Comment donc ! Pas un mot sur les crimes atroces de l'autre camp, le camp des terroristes islamistes ? Comme si les Russes se sont réveillés un matin pour aller porter la guerre là où elle n'existait pas ? Cette russophobie rentre dans la ligne de la propagande persistante qui veut nous faire croire que c'est la Russie qui avait provoqué la Géorgie l'année passée…

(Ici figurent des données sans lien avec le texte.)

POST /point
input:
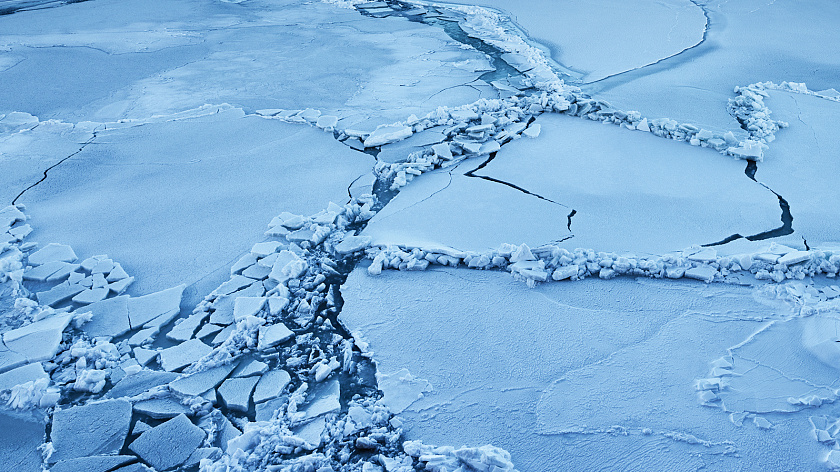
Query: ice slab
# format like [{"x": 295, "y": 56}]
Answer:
[
  {"x": 184, "y": 354},
  {"x": 185, "y": 329},
  {"x": 91, "y": 464},
  {"x": 236, "y": 392},
  {"x": 140, "y": 382},
  {"x": 95, "y": 428},
  {"x": 155, "y": 307},
  {"x": 110, "y": 317},
  {"x": 196, "y": 384},
  {"x": 249, "y": 368},
  {"x": 38, "y": 341},
  {"x": 161, "y": 408},
  {"x": 52, "y": 252},
  {"x": 616, "y": 366},
  {"x": 271, "y": 385},
  {"x": 325, "y": 400},
  {"x": 21, "y": 375},
  {"x": 169, "y": 444}
]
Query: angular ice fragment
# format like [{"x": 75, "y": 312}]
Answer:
[
  {"x": 249, "y": 368},
  {"x": 247, "y": 306},
  {"x": 138, "y": 383},
  {"x": 155, "y": 307},
  {"x": 271, "y": 385},
  {"x": 38, "y": 341},
  {"x": 385, "y": 134},
  {"x": 91, "y": 464},
  {"x": 196, "y": 384},
  {"x": 184, "y": 354},
  {"x": 91, "y": 296},
  {"x": 401, "y": 389},
  {"x": 352, "y": 244},
  {"x": 532, "y": 131},
  {"x": 58, "y": 294},
  {"x": 170, "y": 444},
  {"x": 161, "y": 408},
  {"x": 565, "y": 272},
  {"x": 21, "y": 375},
  {"x": 92, "y": 429},
  {"x": 236, "y": 392},
  {"x": 185, "y": 329},
  {"x": 326, "y": 402},
  {"x": 704, "y": 273},
  {"x": 794, "y": 257},
  {"x": 52, "y": 252},
  {"x": 442, "y": 151},
  {"x": 270, "y": 336}
]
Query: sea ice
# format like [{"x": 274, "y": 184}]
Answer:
[
  {"x": 95, "y": 428},
  {"x": 271, "y": 385},
  {"x": 169, "y": 444},
  {"x": 182, "y": 355},
  {"x": 236, "y": 392}
]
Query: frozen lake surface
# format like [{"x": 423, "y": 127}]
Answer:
[{"x": 382, "y": 236}]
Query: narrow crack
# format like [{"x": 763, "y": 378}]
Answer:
[{"x": 46, "y": 171}]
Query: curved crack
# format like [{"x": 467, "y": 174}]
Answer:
[{"x": 84, "y": 145}]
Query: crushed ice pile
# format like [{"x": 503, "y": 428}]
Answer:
[{"x": 774, "y": 262}]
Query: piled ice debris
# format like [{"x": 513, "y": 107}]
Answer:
[
  {"x": 259, "y": 377},
  {"x": 775, "y": 262}
]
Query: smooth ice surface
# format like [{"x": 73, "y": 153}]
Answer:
[
  {"x": 582, "y": 376},
  {"x": 247, "y": 168},
  {"x": 181, "y": 437},
  {"x": 801, "y": 162},
  {"x": 621, "y": 36},
  {"x": 97, "y": 428},
  {"x": 747, "y": 42},
  {"x": 631, "y": 191}
]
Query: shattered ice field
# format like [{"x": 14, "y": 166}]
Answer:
[{"x": 390, "y": 236}]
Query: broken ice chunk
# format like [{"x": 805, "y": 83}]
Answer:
[
  {"x": 247, "y": 306},
  {"x": 532, "y": 131},
  {"x": 196, "y": 384},
  {"x": 138, "y": 383},
  {"x": 21, "y": 375},
  {"x": 794, "y": 257},
  {"x": 270, "y": 336},
  {"x": 144, "y": 356},
  {"x": 184, "y": 354},
  {"x": 92, "y": 464},
  {"x": 442, "y": 151},
  {"x": 58, "y": 294},
  {"x": 91, "y": 296},
  {"x": 236, "y": 392},
  {"x": 271, "y": 385},
  {"x": 92, "y": 429},
  {"x": 38, "y": 341},
  {"x": 352, "y": 244},
  {"x": 326, "y": 400},
  {"x": 170, "y": 444},
  {"x": 249, "y": 368},
  {"x": 327, "y": 122},
  {"x": 401, "y": 389},
  {"x": 185, "y": 329},
  {"x": 52, "y": 252},
  {"x": 117, "y": 273},
  {"x": 703, "y": 272},
  {"x": 161, "y": 408},
  {"x": 385, "y": 134},
  {"x": 42, "y": 272},
  {"x": 159, "y": 305}
]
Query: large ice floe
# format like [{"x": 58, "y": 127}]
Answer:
[{"x": 518, "y": 274}]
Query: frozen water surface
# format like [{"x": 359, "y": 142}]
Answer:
[{"x": 385, "y": 236}]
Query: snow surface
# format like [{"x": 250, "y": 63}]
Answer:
[{"x": 640, "y": 283}]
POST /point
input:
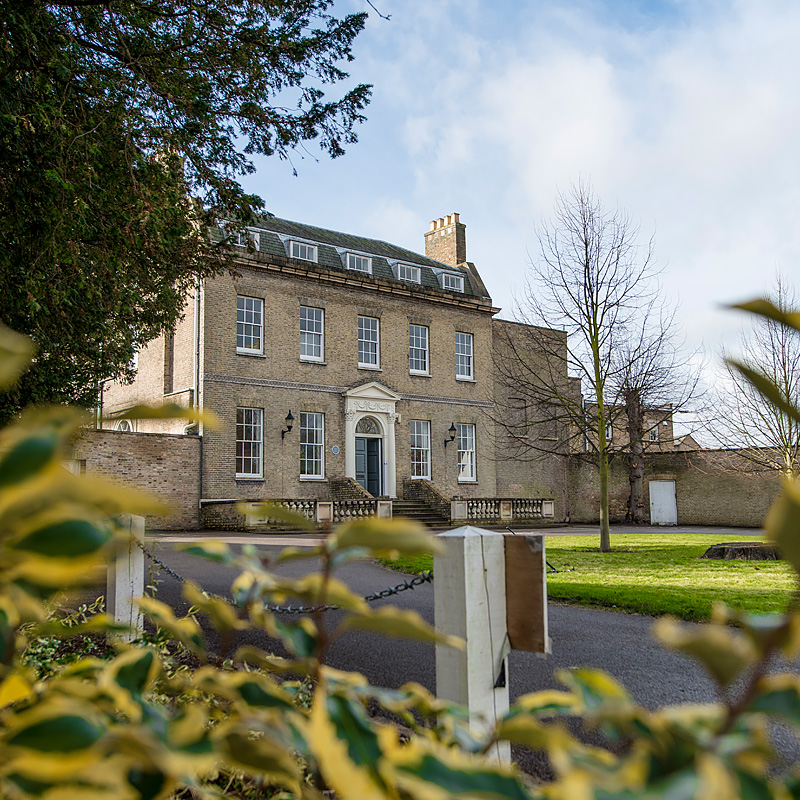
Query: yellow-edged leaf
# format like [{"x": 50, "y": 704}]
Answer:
[{"x": 384, "y": 535}]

Portrait de SusumanHighway

De SusumanHighway

Etudiant | 22H32 | 12/08/2009 | Permalien

Je vous trouve un peu sévère avec ce papier qui nous fait surtout part d'une exposition. Je n'y ai pas trouvé de tonalité anti-russe particulière. Beaucoup de Russes parmi les plus nationalistes éprouvent un dégoût complet pour le régime kadyrovien, dont les hommes de main sont désormais tous tchétchènes, et pour la plupart d'anciens « boeviki ». Kadyrov a substitué son ordre et sa terreur de « pacification » au conflit sanglant entre fédéraux et indépendantistes plus ou moins islamistes : personne ne nie ici les crimes des deux côtés, l'article parle bien du danger à « oublier les exactions de l'armée russe et masquer la terreur du régime actuel (et des précédents) », la photographe elle-même met en garde contre les préjugés que nous avons, en Occident, en jugeant de ces « situations dramatiquement et machiavéliquement enchevêtrées ». Mais on peut aussi développer l'argument que la radicalisation, l'islamisation progressives des indépendantistes, la victoire en leur sein de Bassaev, Umarov, et autres du même acabit, ont été provoquées en grande partie par l'absence de dialogue politique de Moscou avec d'autres acteurs et la violence massive déployée par les fédéraux dans les années 1990 et en 2000-2001… Qualifier une telle position de russophobe, c'est du même ordre que de crier à l'antisémitisme face à n'importe quelle critique de la politique israélienne de la dernière décennie.